Зато в своих попечениях о больных доктор Бидльо приказывал соблюдать между ними совершенное равенство: полковник ли, холоп ли – ко всем одинаковое внимание, за всеми одинаковый уход, всем равно здоровая, потребная пища.
Василий Данилов перенес горячку, и в бреду представилось ему: подходит к нему дьявол и говорит: «Я тебе совет подать пришел. Выздоровеешь – отомсти своим господам. Ты от них милости искал, а они с тебя всю кожу слупили. Они к тебе немилостивы – и ты с ними будь немилостив. Донеси на княгиню: ты слыхал, как она с княгинею Федосьею Голицыною сидела на балконе и говорила, как бы ей приворожить государыню в любовь к себе, чтоб государыня за ее сына долг выплатила. Затем-то она и колдунью призывала, ту, к которой ты ходил. Ты видал ее у княгини. Донеси на княгиню. Ее с детьми возьмут в Тайную, пытать станут, мучить, а ты в милость и ласку войдешь к самой государыне за то, что на свою боярыню донес».
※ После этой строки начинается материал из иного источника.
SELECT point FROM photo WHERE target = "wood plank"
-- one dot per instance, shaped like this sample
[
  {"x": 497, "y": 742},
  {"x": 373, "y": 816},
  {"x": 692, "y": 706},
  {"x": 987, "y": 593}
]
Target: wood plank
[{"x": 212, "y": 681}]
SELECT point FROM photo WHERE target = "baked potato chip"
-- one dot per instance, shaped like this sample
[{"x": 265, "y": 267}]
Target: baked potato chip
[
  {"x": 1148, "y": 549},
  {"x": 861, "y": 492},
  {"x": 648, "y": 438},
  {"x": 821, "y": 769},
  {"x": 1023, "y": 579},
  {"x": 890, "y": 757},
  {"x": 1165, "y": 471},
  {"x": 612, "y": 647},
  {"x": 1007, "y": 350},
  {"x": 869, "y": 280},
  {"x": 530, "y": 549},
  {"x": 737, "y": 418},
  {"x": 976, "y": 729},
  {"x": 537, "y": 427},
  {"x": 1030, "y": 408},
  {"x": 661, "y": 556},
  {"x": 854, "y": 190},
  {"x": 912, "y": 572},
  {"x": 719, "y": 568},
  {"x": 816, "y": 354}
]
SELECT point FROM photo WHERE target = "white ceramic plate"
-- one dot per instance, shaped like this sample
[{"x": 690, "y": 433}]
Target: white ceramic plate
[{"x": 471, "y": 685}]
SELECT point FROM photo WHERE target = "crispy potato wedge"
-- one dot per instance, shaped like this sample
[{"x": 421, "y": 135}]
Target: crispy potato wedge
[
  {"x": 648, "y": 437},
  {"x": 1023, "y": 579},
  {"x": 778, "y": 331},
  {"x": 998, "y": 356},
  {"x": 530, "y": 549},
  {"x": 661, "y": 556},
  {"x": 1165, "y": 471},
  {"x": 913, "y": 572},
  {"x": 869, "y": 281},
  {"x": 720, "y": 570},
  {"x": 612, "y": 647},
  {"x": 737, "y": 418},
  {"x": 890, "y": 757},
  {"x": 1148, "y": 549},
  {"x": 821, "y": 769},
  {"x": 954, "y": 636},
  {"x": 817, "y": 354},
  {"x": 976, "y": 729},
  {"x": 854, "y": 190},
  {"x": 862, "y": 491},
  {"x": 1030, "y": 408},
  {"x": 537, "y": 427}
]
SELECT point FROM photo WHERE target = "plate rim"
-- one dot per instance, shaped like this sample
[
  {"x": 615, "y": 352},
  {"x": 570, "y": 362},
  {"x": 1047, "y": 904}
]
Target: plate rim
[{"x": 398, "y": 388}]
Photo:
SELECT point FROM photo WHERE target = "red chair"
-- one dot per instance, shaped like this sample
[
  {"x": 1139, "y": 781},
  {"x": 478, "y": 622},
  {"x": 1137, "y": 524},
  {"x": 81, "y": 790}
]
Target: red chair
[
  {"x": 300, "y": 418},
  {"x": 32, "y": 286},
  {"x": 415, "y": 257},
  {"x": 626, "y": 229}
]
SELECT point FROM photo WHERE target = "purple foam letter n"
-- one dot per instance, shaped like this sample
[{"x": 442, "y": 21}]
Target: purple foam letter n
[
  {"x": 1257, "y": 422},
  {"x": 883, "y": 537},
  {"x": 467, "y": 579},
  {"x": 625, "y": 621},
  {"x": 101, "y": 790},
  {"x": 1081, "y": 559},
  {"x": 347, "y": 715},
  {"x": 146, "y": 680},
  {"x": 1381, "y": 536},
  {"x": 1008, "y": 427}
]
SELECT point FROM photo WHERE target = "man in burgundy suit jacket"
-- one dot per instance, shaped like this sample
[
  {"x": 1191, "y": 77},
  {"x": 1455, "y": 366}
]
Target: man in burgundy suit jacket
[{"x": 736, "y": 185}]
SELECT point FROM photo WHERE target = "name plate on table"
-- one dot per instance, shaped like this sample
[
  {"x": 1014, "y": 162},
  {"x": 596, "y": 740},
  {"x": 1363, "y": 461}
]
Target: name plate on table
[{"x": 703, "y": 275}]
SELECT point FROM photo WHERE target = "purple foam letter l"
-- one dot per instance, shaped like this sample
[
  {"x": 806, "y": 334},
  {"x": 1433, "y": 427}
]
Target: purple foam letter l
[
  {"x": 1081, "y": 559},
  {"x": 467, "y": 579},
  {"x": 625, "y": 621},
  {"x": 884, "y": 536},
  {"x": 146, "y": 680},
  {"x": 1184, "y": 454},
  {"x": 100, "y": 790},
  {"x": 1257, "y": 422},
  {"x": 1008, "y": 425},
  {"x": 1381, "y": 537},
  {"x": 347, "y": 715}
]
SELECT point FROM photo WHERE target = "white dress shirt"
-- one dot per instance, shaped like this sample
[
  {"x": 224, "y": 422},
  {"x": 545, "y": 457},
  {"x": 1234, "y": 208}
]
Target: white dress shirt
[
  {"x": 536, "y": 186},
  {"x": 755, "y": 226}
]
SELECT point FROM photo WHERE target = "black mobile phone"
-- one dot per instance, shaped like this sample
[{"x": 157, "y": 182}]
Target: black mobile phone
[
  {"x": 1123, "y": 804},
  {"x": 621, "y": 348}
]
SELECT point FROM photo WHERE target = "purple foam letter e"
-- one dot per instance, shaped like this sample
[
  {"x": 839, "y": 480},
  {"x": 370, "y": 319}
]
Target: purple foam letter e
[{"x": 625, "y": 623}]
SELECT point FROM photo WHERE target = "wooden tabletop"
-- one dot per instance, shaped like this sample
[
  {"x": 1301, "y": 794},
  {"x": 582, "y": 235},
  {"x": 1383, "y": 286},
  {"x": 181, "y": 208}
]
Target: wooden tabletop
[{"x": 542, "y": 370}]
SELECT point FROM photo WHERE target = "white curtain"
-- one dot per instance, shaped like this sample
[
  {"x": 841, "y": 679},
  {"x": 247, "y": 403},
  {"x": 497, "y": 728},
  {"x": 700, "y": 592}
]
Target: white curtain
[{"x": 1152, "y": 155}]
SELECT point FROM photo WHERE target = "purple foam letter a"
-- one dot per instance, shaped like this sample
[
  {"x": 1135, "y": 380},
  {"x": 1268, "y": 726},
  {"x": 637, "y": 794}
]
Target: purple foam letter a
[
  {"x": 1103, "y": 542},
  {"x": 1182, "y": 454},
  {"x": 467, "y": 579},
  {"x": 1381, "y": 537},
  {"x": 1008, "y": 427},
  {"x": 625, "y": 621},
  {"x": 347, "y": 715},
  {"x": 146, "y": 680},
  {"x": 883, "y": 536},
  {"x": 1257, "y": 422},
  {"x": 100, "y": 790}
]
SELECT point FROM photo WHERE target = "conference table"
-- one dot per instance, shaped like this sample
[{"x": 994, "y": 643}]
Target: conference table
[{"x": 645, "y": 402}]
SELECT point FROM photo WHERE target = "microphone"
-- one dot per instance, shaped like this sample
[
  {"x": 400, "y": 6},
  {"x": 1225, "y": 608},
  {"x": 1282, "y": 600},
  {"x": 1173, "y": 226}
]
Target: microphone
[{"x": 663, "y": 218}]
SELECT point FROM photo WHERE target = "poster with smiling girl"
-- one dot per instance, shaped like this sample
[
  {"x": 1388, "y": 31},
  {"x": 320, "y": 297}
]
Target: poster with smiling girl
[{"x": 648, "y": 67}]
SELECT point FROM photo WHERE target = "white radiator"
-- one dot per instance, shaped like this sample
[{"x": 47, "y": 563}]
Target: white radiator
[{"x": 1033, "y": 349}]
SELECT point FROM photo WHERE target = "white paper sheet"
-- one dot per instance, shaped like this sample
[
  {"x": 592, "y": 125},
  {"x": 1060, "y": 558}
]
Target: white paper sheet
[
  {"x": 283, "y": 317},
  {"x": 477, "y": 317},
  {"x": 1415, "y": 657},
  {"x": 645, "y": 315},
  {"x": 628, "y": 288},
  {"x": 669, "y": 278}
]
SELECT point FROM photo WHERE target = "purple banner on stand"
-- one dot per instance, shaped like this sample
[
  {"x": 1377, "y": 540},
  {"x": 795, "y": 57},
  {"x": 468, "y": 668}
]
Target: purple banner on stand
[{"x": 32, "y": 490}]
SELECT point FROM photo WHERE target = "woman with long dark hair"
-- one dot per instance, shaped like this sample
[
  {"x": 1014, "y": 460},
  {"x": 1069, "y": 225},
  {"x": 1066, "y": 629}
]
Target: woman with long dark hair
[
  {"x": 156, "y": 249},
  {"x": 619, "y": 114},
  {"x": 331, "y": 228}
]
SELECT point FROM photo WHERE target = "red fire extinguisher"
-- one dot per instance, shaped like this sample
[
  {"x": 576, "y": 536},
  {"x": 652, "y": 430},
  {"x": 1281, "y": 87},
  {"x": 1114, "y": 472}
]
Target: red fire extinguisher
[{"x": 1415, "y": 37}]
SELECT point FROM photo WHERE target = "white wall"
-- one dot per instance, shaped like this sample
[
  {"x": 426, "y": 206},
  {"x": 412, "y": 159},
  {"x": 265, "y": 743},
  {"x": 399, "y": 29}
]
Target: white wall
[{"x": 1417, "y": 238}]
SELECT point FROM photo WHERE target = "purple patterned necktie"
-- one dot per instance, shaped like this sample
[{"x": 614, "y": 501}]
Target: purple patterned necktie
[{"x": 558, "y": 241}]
Когда Василий Данилов стал оправляться, все виденное им в бреду исчезло из его воспоминаний, кроме этого явления дьявола, которое до того живо запечатлелось в его мозгу, что он сам не в силах был дать себе отчета: во сне или наяву было ему это видение. По прошествии месяца Василий Данилов был выписан из госпиталя и возвратился к своей госпоже в ее двор на Васильевском острову.
Холопи донесли обоим боярчонкам о том, что Васька уже в людской, и оба, князь Яков и князь Владимир, потребовали его к себе.
Холуй поклонился господам своим в землю и, приблизившись поодиночке то к одному, то к другому, раболепно целовал им полы кафтанов. Князь Владимир спросил:
– Где ты оклад дел? Ты не отдавал его тому поповичу, на которого показал. Сознайся теперь добровольно.
Василий Данилов стал на колени и, подняв глаза к небу, крестился и клялся, что оклад остался у попова сына.
– Как же тебе верить, – говорил князь Владимир, – когда ты много раз облыгался? Ты под батогами уверял меня, что епанечки моей не брал, а как тебя прижали, так сознался, что продал ее, и все-таки назвал матроса, что будто у тебя купил, не тем именем, потому что такого Губкина не оказалось в Морских слободах. И в окладе верить надо попову сыну, а не тебе.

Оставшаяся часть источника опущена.